The preferred embodiments of the utility model disclosed above are intended only to assist in the explanation of the utility model. The preferred embodiments are not exhaustive or to limit the utility model to the precise form disclosed. Obviously, many modifications and variations are possible in light of the above teaching. The embodiments were chosen and described in order to best explain the principles of the utility model and the practical application, to thereby enable others skilled in the art to best understand and utilize the utility model.
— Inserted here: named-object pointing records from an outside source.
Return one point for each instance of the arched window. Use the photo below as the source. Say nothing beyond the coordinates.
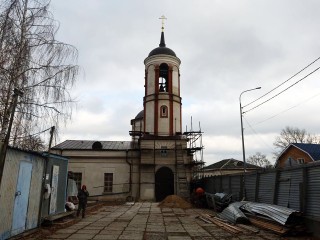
(163, 77)
(164, 111)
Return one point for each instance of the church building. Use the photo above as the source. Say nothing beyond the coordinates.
(159, 160)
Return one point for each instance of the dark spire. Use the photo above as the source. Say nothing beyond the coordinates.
(162, 42)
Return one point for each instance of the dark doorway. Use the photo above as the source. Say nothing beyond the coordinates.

The utility model is limited only by the claims and the full scope and equivalents thereof.

Claims (6)

1. An efficient iron particle magnetic separator, includes separation storehouse (1), its characterized in that: the vertical intercommunication in left side upper portion of separation storehouse (1) is provided with feeder hopper (2), the fixed guide opening (3) that is provided with in right side of separation storehouse (1), the vertical fixedly support frame (4) that is provided with in bottom of separation storehouse (1), equidistant rotation is provided with agitator (5) between the front and back lateral wall of separation storehouse (1) inner chamber, equidistant fixed driving motor (6) that are provided with in front of the front lateral wall of separation storehouse (1) and correspond agitator (5) pivot front end fixed connection, the agitator right side of separation storehouse (1) inner chamber is all fixed and is provided with adsorption rod (7).

2. A high efficiency magnetic separator for iron particles as set forth in claim 1 wherein: the stirrer (5) comprises a rotating shaft (501), sleeve columns (502) and stirring plates (503), wherein the sleeve columns (502) are fixedly sleeved on the surface of the rotating shaft (501), and the stirring plates (503) are fixedly arranged on the outer side walls of the sleeve columns (502) in a uniformly-spaced mode around the circle centers of the sleeve columns (502).
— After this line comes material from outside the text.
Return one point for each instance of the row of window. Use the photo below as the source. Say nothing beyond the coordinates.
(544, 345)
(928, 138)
3. A high efficiency magnetic separator for iron particles as set forth in claim 1 wherein: the adsorption rod (7) comprises a mounting column body (701), an electric connector (702) and an electromagnetic rod (703), wherein the mounting column body (701) is fixedly arranged between the front side wall and the rear side wall of the inner cavity of the separation bin (1), the electric connector (702) connected with the mounting column body (701) is fixedly arranged on the front side wall of the separation bin (1), and the electromagnetic rod (703) is embedded in the inner cavity of the mounting column body (701) in an equidistant surrounding mode.

4. A high efficiency magnetic separator for iron particles as set forth in claim 1 wherein: the separation bin (1) is of an inclined square pipe body structure.

5. A high efficiency magnetic separator for iron particles as set forth in claim 1 wherein: the surfaces of the stirrer (5) and the adsorption rod (7) are coated with wear-resistant coatings.

6. A high efficiency magnetic separator for iron particles as set forth in claim 1 wherein: the stirrer (5) and the adsorption rod (7) are equally spaced and parallel to the bottom of the separation bin (1).